Richard Chmiel, shellfish warden for the Niantic River, said that since he became warden in 2008 there has never been such a prolonged closure not tied to repeated heavy rains.

Ledge Light Health District has agreed to investigate the Saunders Point area, which is not served by municipal sewers, to find the source of the pollution problem there, said Stephen Mansfield, deputy director of health for Ledge Light. The agency will coordinate its investigation with the state Department of Agriculture's Bureau of Aquaculture, he said. The work, expected to begin in about a week, is likely to involve shoreline surveys and a review of any historical problems in the area, he added. It is not clear at this point whether the problem is a single source or multiple ones.

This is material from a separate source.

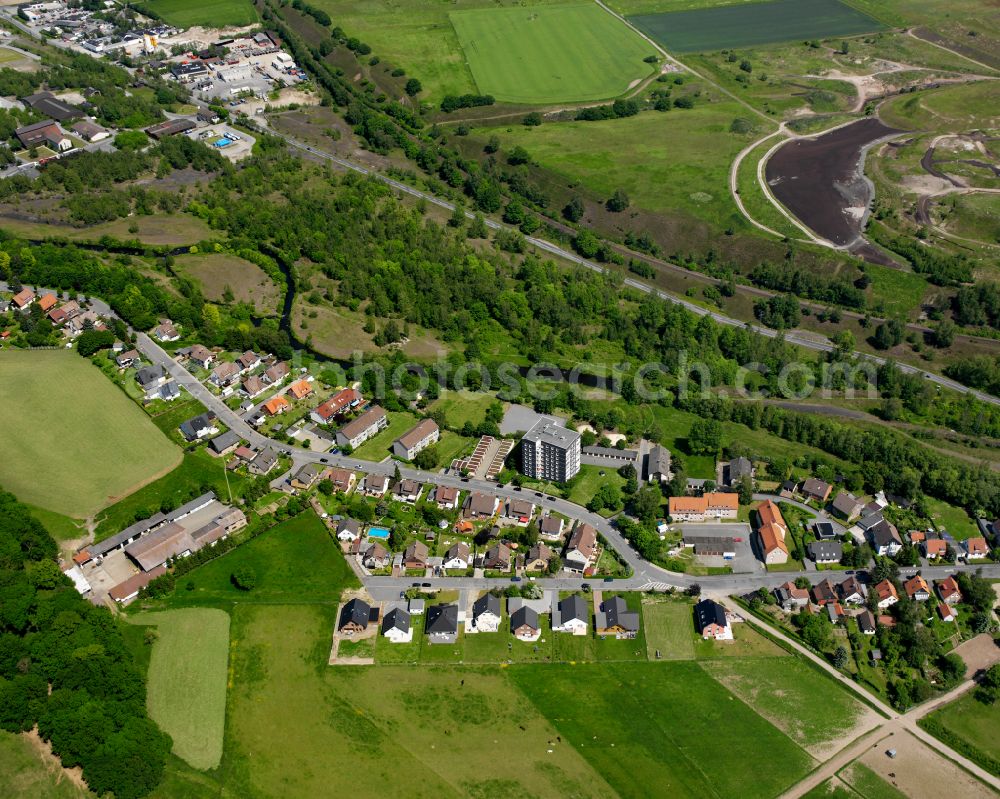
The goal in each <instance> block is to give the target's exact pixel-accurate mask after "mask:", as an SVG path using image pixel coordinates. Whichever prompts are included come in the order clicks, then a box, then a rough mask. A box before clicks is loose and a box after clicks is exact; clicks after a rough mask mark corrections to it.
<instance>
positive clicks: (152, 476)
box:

In Groton, the Bureau of Aquaculture required the Poquonnock River and Mumford Cove beds closed on May 1 due to inadequacies in the town shellfish commission's testing program, said David Carey, director of the aquaculture bureau. As "conditional" areas for shellfishing, the Poquonnock River and Mumford Cove must meet rigorous testing protocols. Five times during the year, after a quarter inch of rain falls, they have to collect water samples within four days of the rainfall. The water also must be tested after a rainfall of one inch or more.

"It's a huge amount of work for these recreational programs," Carey said. "The good thing is that we don't have people getting sick. But we can't be complacent."

The Groton Shellfish Commission is working to collect the additional samples to meet the state's requirements, said Edward Martin, commission chairman. But there have been some logistical difficulties for him and the other volunteer commissioners and the part-time wardens to be able to collect the samples at the right times and then transport them to the state lab in Milford within 24 hours, he said.

To make up for the loss of the Poquonnock River beds this summer, the commission seeded beds off Esker Point, which have remained open, Martin said. Although signs about the closure have been posted in the Poquonnock River beds, town shellfish wardens are still patroling the area to make sure people aren't harvesting clams there. About 1,500 clamming permits are sold annually in the town, he said.

"We have to patrol the area whether we're open or not," said Martin. "A lot of people are mad."

Due to the closures in East Lyme, Waterford and Groton, the shellfish beds in Stonington have been a little busier this summer, said Don Murphy, chairman of the town's shellfish commission. The Stonington beds were closed for about a week after the heavy rains on the July 4 weekend, but have remained open since then, he said.